Claims data can be categorized based on the type of insurance:
1. **Medicare Claims Data**:
   - **Part A**: Covers inpatient hospital visits, nursing facilities, and hospice care.
   - **Part B**: Covers outpatient services, physician services, and ambulance visits.
   - **Part C (Medicare Advantage)**: A specialized capitation plan that supplements Medicare coverage.
   - **Part D**: Covers prescription drugs.
   
2. **Commercial or Private Insurance Claims Data**:
   - Similar to Medicare claims, these include:
     - **Inpatient Claims**: Covers hospital stays, nursing home visits, and hospice care.
     - **Outpatient Claims**: Covers ambulatory visits, outpatient centers, and facility fees.
     - **Professional Claims**: Covers fees for doctors and other healthcare professionals.
     - **Pharmacy Claims**: Covers prescription drugs.

### Information Captured in Claims Data
Claims data contains various structured information, including:
- **Member Information**: Details about the patient (name, insurance ID, etc.).
- **Date and Place of Service**: When and where the service was provided.
- **Diagnosis Codes**: ICD codes representing the patient’s diagnosis.
- **Procedure Codes**: HCPCS/CPT codes representing the medical procedures performed.
- **Drug Information**: Documented using NDC (National Drug Code).
- **Financial Information**: Details of charges, payments, and expenditures.

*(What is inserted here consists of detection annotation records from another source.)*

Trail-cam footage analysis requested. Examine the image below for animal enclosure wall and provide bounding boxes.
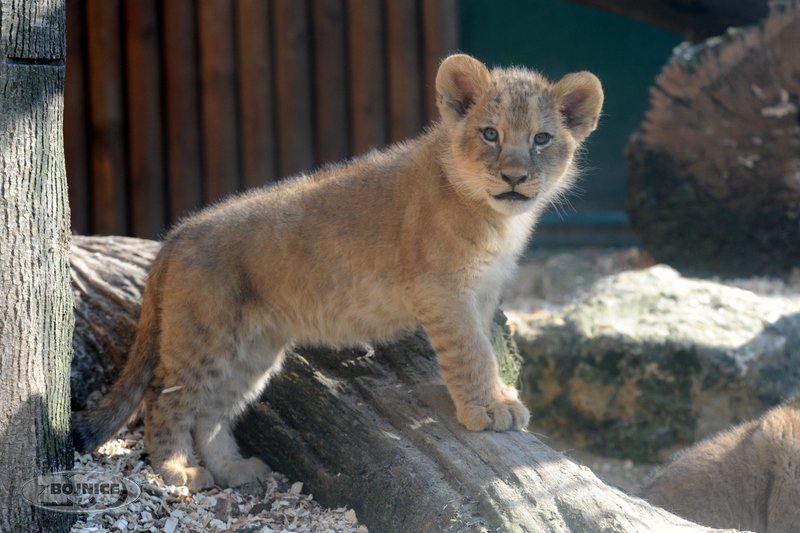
[64,0,457,238]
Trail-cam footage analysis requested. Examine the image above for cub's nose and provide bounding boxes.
[500,174,528,187]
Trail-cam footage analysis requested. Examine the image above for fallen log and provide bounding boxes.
[72,236,724,532]
[626,0,800,276]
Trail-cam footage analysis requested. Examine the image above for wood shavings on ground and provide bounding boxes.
[72,427,368,533]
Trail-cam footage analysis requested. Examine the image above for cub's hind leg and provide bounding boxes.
[145,293,235,491]
[192,415,271,487]
[144,389,214,491]
[192,334,283,487]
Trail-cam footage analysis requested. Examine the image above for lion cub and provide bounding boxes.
[640,397,800,533]
[74,55,603,490]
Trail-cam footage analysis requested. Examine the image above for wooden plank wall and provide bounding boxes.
[64,0,457,238]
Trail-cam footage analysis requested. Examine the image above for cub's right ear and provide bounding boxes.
[436,54,491,120]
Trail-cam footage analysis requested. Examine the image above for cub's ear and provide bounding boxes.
[436,54,491,120]
[553,71,603,142]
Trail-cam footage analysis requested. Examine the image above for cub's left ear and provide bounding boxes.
[553,71,603,142]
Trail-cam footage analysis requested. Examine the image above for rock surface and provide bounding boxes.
[512,266,800,461]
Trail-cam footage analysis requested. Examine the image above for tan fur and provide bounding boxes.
[641,398,800,533]
[76,55,603,489]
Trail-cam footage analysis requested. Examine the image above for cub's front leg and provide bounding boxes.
[416,290,530,431]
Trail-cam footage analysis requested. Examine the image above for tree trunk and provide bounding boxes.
[0,0,73,532]
[626,0,800,275]
[72,237,732,532]
[568,0,769,42]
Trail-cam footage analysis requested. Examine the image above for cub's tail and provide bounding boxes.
[72,248,168,453]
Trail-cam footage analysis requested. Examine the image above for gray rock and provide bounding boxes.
[512,266,800,461]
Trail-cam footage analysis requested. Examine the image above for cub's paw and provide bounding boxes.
[457,398,530,431]
[160,465,214,492]
[216,457,272,487]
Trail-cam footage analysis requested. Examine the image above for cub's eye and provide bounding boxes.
[481,126,500,143]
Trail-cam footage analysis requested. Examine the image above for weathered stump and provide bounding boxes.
[568,0,769,42]
[626,1,800,275]
[72,237,728,532]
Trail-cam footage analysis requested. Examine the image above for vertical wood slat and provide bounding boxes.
[86,0,129,235]
[347,0,386,154]
[64,0,91,234]
[124,0,166,239]
[422,0,458,121]
[272,0,314,177]
[198,0,240,202]
[386,0,423,142]
[65,0,457,236]
[236,0,276,187]
[312,0,350,164]
[162,0,203,221]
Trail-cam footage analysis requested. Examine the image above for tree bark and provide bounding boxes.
[568,0,769,42]
[72,237,732,532]
[0,0,73,532]
[626,1,800,275]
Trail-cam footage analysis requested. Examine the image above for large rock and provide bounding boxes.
[513,266,800,461]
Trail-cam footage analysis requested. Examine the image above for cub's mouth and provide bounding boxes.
[495,191,531,202]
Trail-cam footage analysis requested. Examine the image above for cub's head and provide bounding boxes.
[436,54,603,215]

### Properties of Claims Data

#### Pros:
- **Large Volume**: Claims data is extensive, with a large amount of data available for analysis.
- **Holistic View**: Provides a comprehensive view of all patient interactions with healthcare providers during the covered period.
- **Medication Compliance**: Helps track whether patients fill their prescriptions, which can indicate medication adherence.

#### Cons:
- **Coding Errors**: Since claims data is primarily for billing purposes, coding inaccuracies can occur.
- **Not Clinical Documentation**: The data may not reflect the full clinical picture of the patient, as its primary purpose is to facilitate payment, not clinical care.
- **Time Lags**: Claims data can have delays of weeks or even months before it is fully processed, limiting its use for real-time decision-making.
- **Temporal Limitations**: If patients change insurance plans, tracking them over long periods becomes challenging. Claims data only covers the period the patient was with a specific insurer, resulting in potential gaps in the longitudinal view of a patient’s healthcare history.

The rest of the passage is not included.